Just when I thought the Social Media “revolution” was actually revolutionizing the legal industry, we now have more and more people expressing their refusal to adopt due to the “permanence” of posts.
Two different occurrences recently reminded me that I needed to expand thought into this realm. Occurrence 1: a legal administration group I’m involved in started “cautioning” its members (member to member forum, NOT the organization speaking) on the permanence of social media posts. Occurrence 2: a blog entry by the talented Nancy Myrland called “Should Law Firms Ban Use of Facebook at Work?” Nancy shows a quick example of how to engage your entire firm in the marketing efforts of the firm by empowering the attorneys and staff to use social media with proper guidelines and examples. I’ll talk about this idea (which I love) shortly.
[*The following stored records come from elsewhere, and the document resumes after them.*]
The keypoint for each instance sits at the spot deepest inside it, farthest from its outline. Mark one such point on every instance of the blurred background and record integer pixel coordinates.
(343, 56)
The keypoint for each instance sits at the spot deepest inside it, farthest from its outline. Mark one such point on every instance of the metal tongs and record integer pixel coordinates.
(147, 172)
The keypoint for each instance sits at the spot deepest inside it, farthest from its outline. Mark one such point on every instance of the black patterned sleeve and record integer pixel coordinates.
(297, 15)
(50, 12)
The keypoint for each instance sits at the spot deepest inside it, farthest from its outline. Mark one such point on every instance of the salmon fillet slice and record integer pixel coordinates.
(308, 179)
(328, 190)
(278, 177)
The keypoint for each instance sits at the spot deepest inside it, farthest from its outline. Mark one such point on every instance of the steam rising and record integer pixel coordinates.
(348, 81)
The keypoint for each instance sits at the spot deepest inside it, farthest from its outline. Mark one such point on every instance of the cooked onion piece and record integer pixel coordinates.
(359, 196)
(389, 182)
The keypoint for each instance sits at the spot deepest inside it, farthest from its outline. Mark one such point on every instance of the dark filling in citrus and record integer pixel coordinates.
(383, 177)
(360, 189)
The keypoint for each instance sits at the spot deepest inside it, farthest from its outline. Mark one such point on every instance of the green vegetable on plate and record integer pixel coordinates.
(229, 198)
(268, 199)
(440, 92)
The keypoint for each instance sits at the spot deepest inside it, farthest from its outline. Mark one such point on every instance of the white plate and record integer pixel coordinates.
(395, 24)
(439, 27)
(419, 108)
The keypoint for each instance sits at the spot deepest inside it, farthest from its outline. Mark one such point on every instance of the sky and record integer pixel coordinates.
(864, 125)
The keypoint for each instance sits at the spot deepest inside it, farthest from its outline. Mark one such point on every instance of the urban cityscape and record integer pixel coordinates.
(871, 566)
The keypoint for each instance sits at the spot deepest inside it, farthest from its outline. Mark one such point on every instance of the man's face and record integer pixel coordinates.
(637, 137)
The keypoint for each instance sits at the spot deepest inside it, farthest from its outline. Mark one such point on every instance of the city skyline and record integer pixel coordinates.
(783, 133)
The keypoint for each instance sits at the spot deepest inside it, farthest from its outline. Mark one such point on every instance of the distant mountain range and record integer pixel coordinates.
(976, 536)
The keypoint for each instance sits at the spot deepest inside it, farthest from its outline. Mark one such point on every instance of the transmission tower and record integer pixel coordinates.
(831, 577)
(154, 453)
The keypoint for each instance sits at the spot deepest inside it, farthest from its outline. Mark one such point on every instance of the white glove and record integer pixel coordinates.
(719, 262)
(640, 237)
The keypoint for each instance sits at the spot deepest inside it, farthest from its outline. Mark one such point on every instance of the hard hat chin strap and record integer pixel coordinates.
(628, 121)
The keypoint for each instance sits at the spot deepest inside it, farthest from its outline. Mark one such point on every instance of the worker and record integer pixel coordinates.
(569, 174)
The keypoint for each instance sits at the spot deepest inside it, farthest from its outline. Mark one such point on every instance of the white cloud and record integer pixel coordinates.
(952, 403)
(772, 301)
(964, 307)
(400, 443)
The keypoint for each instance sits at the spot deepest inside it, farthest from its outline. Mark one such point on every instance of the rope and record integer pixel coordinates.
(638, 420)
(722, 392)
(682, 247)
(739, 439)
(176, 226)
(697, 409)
For now, let’s focus back to the Permanence issue. There’s no doubt that things posted online are now being indexed and saved in the archives for eternity, somewhere, by someone, not necessarily the original location you may have posted. For example, if you post “I had a great day at the ALA Conference in Boston” on Twitter, you should realize that Google reads and indexes everything on twitter. So, what’s wrong with that tweet? And what’s wrong with saying, “I just read a great blog entry by Nancy Myrland about law firms banning Facebook at work” with a link? Who cares if it’s permanent? Am I fearful that perhaps Nancy might someday be accused of something OUTLANDISH and by my “liking” her article therefore I’m associated with her? That’s absurd.
Is this a control issue that we’re seeing? I understand law firms, and corporations, feel the desire/need to control everything on the interwebs (cute/funny term for the internet), but what if you’re not saying things you’d be embarrassed to be permanent? Personally, I think posting your complaints about the permanence of social media on a forum even more embarrassing, but that’s just me perhaps.
Here on my blog, there’s an option to automatically post one entry per week that is a compilation of all your tweets from the prior week. I’m seriously considering turning on this feature! It would make finding me and my likes/dislikes all that much easier simply by scrolling through my own blog. Granted, I am part of Gen X and usually find myself more similar to Gen Y (sometimes known as Millennials) in that I run my life completely transparently online and offline. I WANT people to know and feel who I am, what my beliefs and ideas are. I want to reach out to the world knowing that sometimes connecting to people online is just as powerful as connecting in person. BE only one person.
I’ve heard of people creating separate Facebook or Twitter profiles for themselves so they have “one professional profile” and “one personal profile”. If you can’t say something personal to your professional colleagues, then you likely shouldn’t be posting it online (or even saying it). The old adage of “What goes around comes around” can certainly catch up with you. Personally, I’d rather my actual written words catch up to me because I actually wrote them rather than the interpretation through four different people getting to someone from a spoken word.
Do I ever post things that I wish were not permanent? Sort of. What I mean by that is that some messages I post, if read SOLELY individually, could be taken as rude or disrespectful on my Twitter or Facebook. However, I’m not ashamed of who I am. I don’t post slurs about individuals or direct insults to people. Sometimes I might call out a public figure or company to DO better in the world, but that’s who I am. I try to live an example of customer service everyday, inside and outside my firm. But by no means do I wish them to feel I’m just a “doing” robot. I don’t just “do” whatever is asked of me, I also think. I’m a human with emotions, thoughts, opinions, humor and frustration. People connect to other humans, not to monotonous robots writing more blah emotionless words into opinions they feel they need to believe.
Free yourself from the shrinking world of political correctness and “lack of opinionness“. Open your heart and mind to the world. Toughen your skin, allow people to judge you, don’t be embarrassed by who you are inside OR outside the office. If you have something to be embarrassed about you should likely address why your embarrassed by that or why you continue to do it.